The ILO also helped Ukraine’s Ministry of Education and Science to launch a new online platform to help 225,000 technical and vocational (TVET) students continue their studies.
The Federation of Employers of Ukraine (FEU) has also received ILO backing with manufacturing and distributing humanitarian aid. More than 4,135 family-sized food and hygiene boxes were produced by Ukrainian companies. The aid is estimated to have reached around 15,000 IDPs and the local production of the goods has helped to preserve jobs and businesses in Ukraine while also creating tax income for the Government. This initiative built on a similar ILO/FEU project that, with Danish funding, has already reached more than 3,550 people in Kharkiv and Mykolaiv – two of the regions that are much affected by the war.
The ILO is also supporting a new FEU service to facilitate business matchmaking and promote Ukrainian products to the EU market.
Ukraine has been hit by large-scale employment and income losses because of the Russian invasion and millions more Ukrainians could be pushed into poverty as the fighting continues, according to the ILO brief.

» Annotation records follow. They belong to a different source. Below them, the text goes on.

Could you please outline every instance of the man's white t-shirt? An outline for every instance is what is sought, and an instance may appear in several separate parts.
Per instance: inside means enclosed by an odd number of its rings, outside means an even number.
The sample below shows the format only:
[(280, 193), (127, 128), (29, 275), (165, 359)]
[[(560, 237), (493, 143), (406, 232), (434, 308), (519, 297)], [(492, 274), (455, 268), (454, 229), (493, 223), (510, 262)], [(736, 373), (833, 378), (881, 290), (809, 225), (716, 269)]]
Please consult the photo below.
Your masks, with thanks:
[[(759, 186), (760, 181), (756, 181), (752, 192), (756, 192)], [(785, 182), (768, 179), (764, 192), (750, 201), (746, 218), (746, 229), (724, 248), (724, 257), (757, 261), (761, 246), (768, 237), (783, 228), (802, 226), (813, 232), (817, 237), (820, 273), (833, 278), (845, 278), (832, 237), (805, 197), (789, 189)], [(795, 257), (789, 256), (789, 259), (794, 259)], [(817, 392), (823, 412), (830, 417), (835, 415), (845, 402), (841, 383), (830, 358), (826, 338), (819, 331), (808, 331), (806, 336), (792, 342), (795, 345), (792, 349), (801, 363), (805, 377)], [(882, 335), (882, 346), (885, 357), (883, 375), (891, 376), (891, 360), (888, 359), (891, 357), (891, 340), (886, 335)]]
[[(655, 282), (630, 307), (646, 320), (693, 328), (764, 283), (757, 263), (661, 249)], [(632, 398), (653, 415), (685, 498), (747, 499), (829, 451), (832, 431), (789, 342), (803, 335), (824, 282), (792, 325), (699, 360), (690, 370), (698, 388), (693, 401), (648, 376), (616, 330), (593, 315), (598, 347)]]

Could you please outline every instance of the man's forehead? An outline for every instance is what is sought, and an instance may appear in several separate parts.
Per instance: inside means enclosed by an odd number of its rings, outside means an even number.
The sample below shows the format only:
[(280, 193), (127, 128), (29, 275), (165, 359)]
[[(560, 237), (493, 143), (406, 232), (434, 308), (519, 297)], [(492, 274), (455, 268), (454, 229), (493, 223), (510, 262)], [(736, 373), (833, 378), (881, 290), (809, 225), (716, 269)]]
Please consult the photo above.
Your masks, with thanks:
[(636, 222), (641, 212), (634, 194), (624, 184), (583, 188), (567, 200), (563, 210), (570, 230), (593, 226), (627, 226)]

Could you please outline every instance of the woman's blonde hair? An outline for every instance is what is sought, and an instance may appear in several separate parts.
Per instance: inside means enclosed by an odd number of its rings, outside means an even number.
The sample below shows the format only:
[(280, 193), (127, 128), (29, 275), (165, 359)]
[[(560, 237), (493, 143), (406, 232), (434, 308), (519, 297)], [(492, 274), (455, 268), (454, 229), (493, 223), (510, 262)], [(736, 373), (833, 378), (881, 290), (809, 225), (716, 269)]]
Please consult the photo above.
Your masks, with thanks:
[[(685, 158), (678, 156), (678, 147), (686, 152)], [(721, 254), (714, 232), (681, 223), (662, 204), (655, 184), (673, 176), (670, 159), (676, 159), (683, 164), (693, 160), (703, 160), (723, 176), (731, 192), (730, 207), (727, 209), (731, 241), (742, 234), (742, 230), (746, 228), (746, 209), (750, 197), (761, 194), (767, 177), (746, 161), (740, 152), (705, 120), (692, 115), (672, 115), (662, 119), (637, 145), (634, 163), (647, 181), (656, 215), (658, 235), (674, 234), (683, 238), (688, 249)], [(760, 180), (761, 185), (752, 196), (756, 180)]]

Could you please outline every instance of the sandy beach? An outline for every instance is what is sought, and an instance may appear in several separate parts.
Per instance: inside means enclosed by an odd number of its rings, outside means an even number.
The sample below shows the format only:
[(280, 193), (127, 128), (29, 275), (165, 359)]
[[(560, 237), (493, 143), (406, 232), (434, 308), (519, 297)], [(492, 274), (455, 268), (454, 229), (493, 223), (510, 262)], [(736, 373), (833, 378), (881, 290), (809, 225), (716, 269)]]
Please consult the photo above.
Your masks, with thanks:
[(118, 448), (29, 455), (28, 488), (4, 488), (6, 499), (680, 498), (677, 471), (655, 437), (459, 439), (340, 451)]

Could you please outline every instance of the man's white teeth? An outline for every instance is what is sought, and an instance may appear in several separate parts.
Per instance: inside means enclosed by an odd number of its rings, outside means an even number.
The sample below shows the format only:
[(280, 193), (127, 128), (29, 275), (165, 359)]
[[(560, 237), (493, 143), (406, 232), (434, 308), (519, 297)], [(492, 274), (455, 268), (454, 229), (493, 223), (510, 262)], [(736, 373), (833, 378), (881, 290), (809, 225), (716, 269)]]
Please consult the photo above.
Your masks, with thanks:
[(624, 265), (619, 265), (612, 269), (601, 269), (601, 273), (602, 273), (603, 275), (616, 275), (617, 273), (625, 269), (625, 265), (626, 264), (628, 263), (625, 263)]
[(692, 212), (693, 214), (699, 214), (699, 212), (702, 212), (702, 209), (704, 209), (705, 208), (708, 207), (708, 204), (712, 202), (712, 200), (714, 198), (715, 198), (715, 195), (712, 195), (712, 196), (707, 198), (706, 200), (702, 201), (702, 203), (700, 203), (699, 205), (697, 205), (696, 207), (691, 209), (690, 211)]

The ILO estimated that employment in October 2022 was 15.5 per cent (2.4 million jobs) below the 2021, pre-war, level. This projection was below the ILO’s April 2022 estimate, made soon after the war began, which suggested that 4.8 million jobs would be lost. The change is because larger areas of the country have returned to Ukrainian control since spring 2022, facilitating an increase of economic activity.
It is feared that the widespread missile and drone strikes launched by the Russian armed forces against Ukraine’s civilian infrastructure since October 2022 could derail the partial labour market recovery seen in the middle of 2022, which the brief describes as “modest and highly fragile”. Recent data from the Ukrainian Central Bank shows a decrease in the demand for labour, as measured by the number of vacancies posted on key online job portals. ILO employment projections, based on current macroeconomic forecasts, suggest stagnation in 2023, as the hostilities continue to constrain the Ukrainian economy and its labour market. The broader economy suffered a severe decline, with an estimated year-on-year drop in GDP of 35 per cent in the last quarter of 2022.

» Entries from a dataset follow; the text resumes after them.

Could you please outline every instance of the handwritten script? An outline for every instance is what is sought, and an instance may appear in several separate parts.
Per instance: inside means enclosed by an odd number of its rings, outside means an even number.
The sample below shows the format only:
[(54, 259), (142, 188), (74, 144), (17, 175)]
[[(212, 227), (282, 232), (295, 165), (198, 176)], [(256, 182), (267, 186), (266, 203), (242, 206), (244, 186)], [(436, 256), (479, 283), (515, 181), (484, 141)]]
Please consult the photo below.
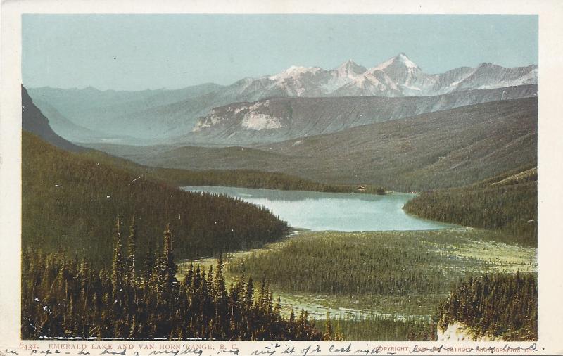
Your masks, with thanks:
[[(505, 344), (502, 347), (498, 345), (470, 345), (452, 346), (445, 345), (429, 345), (412, 344), (408, 345), (388, 345), (355, 343), (318, 343), (303, 344), (303, 343), (246, 343), (243, 350), (241, 350), (234, 343), (209, 343), (202, 345), (174, 344), (168, 343), (127, 343), (100, 344), (88, 343), (57, 343), (49, 344), (50, 348), (44, 348), (42, 345), (20, 344), (19, 348), (5, 348), (0, 350), (0, 356), (13, 355), (80, 355), (89, 356), (98, 355), (122, 355), (122, 356), (230, 356), (250, 355), (251, 356), (321, 356), (321, 355), (436, 355), (436, 354), (530, 354), (540, 350), (536, 343), (525, 345), (516, 343)], [(430, 344), (431, 345), (431, 344)], [(541, 348), (543, 350), (543, 348)]]

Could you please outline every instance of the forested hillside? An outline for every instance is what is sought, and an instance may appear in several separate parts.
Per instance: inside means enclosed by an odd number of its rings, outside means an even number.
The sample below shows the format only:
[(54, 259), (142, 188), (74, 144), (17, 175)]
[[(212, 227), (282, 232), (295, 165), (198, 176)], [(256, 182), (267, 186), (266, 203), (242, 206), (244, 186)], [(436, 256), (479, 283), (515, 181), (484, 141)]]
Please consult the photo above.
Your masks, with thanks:
[[(137, 253), (137, 227), (127, 243), (116, 222), (108, 243), (110, 268), (30, 248), (23, 256), (22, 337), (121, 339), (320, 340), (302, 313), (284, 317), (264, 283), (238, 281), (227, 289), (220, 259), (212, 269), (191, 266), (176, 278), (175, 237), (167, 227), (163, 248)], [(110, 239), (111, 234), (108, 234)], [(111, 248), (113, 246), (113, 253)], [(136, 265), (142, 265), (137, 272)]]
[[(405, 205), (417, 215), (501, 230), (506, 242), (537, 246), (538, 174), (512, 171), (474, 184), (422, 193)], [(503, 238), (502, 236), (504, 236)]]
[(485, 274), (460, 281), (440, 305), (438, 327), (461, 322), (475, 338), (538, 339), (538, 281), (533, 274)]
[(182, 191), (103, 160), (56, 148), (23, 132), (22, 241), (24, 248), (66, 251), (107, 265), (116, 216), (135, 215), (142, 250), (170, 222), (179, 258), (235, 250), (284, 235), (285, 222), (263, 208)]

The fighting has also had a significant effect on the country’s social protection system, which faces increased outgoings and reduced revenues. Large numbers of IDPs and refugees are also posing extreme social and economic challenges, the ILO brief says.
“Support to Ukraine needs to include humanitarian, budgetary, and development assistance in parallel, but should not be a staged approach with development assistance starting at a later phase,” said Markus Pilgrim, ILO Director for Central and Eastern Europe. “Job preservation and economic stabilization is needed now to secure livelihoods. Moreover, the Government, workers’ and employers’ organizations have an ambitious modernization agenda for the country, ranging from the digitalization of public employment services to a new labour code. They want to begin laying the foundations for an early recovery and reconstruction now.”